In the 19th Century garbage was a threat to public health and safety because it attracted rats and caused disease. Citizens like me demanded action, politicians listened, and engineers developed solutions. The most common sanctioned practice was landfilling of municipal refuse in authorized facilities. This practice continues until today.
But waste was different then. Data carefully gathered by municipal engineers at the turn of the 20th Century showed that 75% of the refuse then was inorganics (coal ashes, crockery, etc.), another 15% was organics and the rest (7%) was rubbish, simple manufactured goods like textiles, bottles and cans, etc.
Over the course of the 20th Century waste changed. Today the inorganics aren't even counted any more (homes are heated with gas, oil or electricity). The amount of organics doubled due to suburban yard trimmings. Most significantly, manufactured products and packaging now makes up 75% - 90% of our waste.
Landfilling of masses of manufactured products, many laced with hazardous compounds, is both wasteful and risky. We have a different waste problem today and we need different solutions ~ 21st Century problem, 21st Century solutions!
The HVC has another flaw, identified by members of the Waste Management Committee in their discussion. It is a 4 hour drive uphill to Logan Lake. At the time the committee was considering the proposal, oil had reached the unprecedented price of $65/barrel. This week it reached $80/barrel. Waste export was a solution for a time when fuel still seemed limitless, but it would be a bad investment today.
What I was challenging you to do at the Nelson meeting, Tony, was to come back to us with engineering solutions that address today's waste stream and work within today's limits. The provincial government is providing the legislative tools to redirect the products and packaging out of our municipal waste stream. We will no longer need the massive mixed-waste landfills of yesteryear.
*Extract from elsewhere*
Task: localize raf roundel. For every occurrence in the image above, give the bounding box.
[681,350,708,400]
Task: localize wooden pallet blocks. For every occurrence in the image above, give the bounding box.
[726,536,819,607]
Rather, we will need effective, well-designed
composting facilities for the organic materials that will remain once the product-related wastes are gone. This is the problem we are asking you and your engineering colleagues to solve for us. There will be huge technical challenges as well as political ones in building solutions for source-separated organic waste.
I'm prepared to help with the political challenges, if you will provide the technical expertise.